Robert pulled up on his bicycle and leant it against the stone wall around Leslie's front garden.
"Morning Leslie and aye, that I do. I have package for you." He replied cheerily in a thick Scottish accent as he perched a small cardboard box on the wall. He winked. "More awards for that camera work of yours, no doubt, eh?"
Leslie laughed. "Flattery will get you everywhere Robert. Sorry to be a bore, but I've really got to get some sleep, I'm very tired."
"Aye, out on the moors again I see." He nodded at the car. "You've got to take some time off, give some of us amateurs a chance, my Tom is getting a dab hand with the ol' camera now, thanks to you."
"Well I make no promises, I've got a good feeling about these ones." Leslie smiled. "See you later Robert"
"Aye, enjoy your prezzies." Robert said as he slipped onto his bicycle and disappeared down the road, a sharp double-ring on the bell echoing as he did so.

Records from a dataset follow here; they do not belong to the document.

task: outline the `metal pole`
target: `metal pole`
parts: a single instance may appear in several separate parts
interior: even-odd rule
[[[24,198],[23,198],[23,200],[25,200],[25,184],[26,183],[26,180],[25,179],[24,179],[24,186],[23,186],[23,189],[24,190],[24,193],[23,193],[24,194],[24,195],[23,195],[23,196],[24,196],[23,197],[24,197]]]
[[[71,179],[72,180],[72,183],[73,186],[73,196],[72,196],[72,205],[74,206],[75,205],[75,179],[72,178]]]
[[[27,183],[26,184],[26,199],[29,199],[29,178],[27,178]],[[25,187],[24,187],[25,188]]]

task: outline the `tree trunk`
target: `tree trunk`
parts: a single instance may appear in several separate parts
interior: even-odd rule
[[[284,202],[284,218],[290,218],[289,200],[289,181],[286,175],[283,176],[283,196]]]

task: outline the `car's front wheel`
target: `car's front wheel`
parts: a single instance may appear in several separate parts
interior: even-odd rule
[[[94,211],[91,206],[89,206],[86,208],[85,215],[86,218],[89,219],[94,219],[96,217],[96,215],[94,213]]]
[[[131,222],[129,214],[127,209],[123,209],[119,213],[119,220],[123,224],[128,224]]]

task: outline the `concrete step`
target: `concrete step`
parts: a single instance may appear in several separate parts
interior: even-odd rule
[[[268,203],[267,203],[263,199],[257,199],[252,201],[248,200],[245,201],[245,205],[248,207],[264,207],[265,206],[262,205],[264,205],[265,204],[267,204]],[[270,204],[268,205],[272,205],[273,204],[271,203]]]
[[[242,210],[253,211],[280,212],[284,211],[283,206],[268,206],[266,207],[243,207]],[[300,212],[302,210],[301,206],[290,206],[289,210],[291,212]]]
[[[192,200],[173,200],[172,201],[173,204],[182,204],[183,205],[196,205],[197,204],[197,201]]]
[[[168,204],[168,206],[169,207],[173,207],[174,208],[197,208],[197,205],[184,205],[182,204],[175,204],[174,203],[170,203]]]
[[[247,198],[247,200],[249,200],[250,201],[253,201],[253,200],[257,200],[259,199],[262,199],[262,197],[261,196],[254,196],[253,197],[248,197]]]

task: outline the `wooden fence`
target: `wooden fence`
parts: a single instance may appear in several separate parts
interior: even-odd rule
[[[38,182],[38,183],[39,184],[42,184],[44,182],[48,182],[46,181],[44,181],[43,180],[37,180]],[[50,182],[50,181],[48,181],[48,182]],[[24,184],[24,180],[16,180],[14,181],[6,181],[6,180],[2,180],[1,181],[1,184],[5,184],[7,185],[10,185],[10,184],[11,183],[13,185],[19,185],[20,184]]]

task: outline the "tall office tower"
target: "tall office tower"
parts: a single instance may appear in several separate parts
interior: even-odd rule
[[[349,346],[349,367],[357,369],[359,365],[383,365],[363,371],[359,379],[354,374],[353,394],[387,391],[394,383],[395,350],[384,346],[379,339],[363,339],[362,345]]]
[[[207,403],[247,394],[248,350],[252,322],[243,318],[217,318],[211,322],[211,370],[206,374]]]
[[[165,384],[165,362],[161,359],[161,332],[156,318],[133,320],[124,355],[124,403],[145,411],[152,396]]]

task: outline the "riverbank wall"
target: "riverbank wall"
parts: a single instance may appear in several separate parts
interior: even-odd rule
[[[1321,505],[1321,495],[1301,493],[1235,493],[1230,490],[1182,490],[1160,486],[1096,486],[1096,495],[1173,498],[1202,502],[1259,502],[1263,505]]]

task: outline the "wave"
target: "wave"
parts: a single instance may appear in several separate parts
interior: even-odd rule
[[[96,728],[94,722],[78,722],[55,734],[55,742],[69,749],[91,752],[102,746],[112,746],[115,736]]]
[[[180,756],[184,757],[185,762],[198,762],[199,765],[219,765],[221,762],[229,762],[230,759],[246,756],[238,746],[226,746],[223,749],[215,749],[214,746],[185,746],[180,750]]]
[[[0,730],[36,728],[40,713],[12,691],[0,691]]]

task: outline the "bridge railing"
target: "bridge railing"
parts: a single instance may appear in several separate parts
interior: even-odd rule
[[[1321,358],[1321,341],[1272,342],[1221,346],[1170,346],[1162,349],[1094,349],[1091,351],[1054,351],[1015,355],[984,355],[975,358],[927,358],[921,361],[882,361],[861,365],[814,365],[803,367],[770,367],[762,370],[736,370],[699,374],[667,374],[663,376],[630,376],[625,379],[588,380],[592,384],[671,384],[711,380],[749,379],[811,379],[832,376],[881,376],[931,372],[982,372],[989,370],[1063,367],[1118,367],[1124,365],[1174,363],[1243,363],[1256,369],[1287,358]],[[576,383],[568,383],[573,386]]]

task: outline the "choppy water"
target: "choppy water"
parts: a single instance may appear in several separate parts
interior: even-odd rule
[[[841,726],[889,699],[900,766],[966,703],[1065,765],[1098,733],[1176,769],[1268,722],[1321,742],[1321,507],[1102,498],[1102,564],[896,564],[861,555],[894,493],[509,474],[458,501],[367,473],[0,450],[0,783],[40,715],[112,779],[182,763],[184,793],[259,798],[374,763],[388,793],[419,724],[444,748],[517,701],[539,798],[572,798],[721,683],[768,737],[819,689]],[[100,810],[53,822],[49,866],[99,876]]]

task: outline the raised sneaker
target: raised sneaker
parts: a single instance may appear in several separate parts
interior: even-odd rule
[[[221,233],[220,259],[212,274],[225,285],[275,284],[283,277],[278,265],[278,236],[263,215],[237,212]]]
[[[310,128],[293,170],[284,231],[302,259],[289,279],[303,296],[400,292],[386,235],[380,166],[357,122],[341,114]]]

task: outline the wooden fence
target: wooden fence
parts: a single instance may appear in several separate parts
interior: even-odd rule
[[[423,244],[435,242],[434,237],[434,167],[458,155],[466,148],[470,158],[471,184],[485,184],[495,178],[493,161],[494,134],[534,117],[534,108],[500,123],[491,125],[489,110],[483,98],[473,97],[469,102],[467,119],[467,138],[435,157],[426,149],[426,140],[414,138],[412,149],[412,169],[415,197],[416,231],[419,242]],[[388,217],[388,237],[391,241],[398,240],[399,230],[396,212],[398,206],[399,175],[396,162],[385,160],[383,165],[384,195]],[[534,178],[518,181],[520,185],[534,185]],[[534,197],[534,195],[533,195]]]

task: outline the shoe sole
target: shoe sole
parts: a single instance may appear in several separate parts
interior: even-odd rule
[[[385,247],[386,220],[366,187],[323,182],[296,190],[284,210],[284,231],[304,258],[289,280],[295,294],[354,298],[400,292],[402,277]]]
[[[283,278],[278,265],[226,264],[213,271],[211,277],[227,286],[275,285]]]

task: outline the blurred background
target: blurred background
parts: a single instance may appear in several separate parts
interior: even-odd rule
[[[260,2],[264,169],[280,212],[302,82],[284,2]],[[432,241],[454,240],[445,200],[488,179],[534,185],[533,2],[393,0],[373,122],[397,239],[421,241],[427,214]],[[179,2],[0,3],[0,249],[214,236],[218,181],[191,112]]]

Leslie let herself in and put the package Robert had left on the kitchen table before going back to fetch the rest of her things. When she got got back she lit the fire in the fireplace and after warming her hands up sat down at the table and looked it the box. There wasn't any return address or any indication of who had sent it, the name and address was hand-written though she didn't recognise the handwriting. Using her nails she pulled apart the brown tape holding the box together and opened it up to reveal styrofoam packing pieces. She dug through the pieces and felt something hard and angular in the box, her hands recognised it immediately. She pulled out the object to reveal an old, slightly battered polaroid camera and placed it on the table. She searched through the rest of the box and there was nothing but packing, no note or letter, nothing.
It struck her as a little odd that someone had sent her an old camera without so much as a note to say why or from whom, but she was so tired that she just left it on the table top and shuffled herself off to bed. She could deal with it in the morning.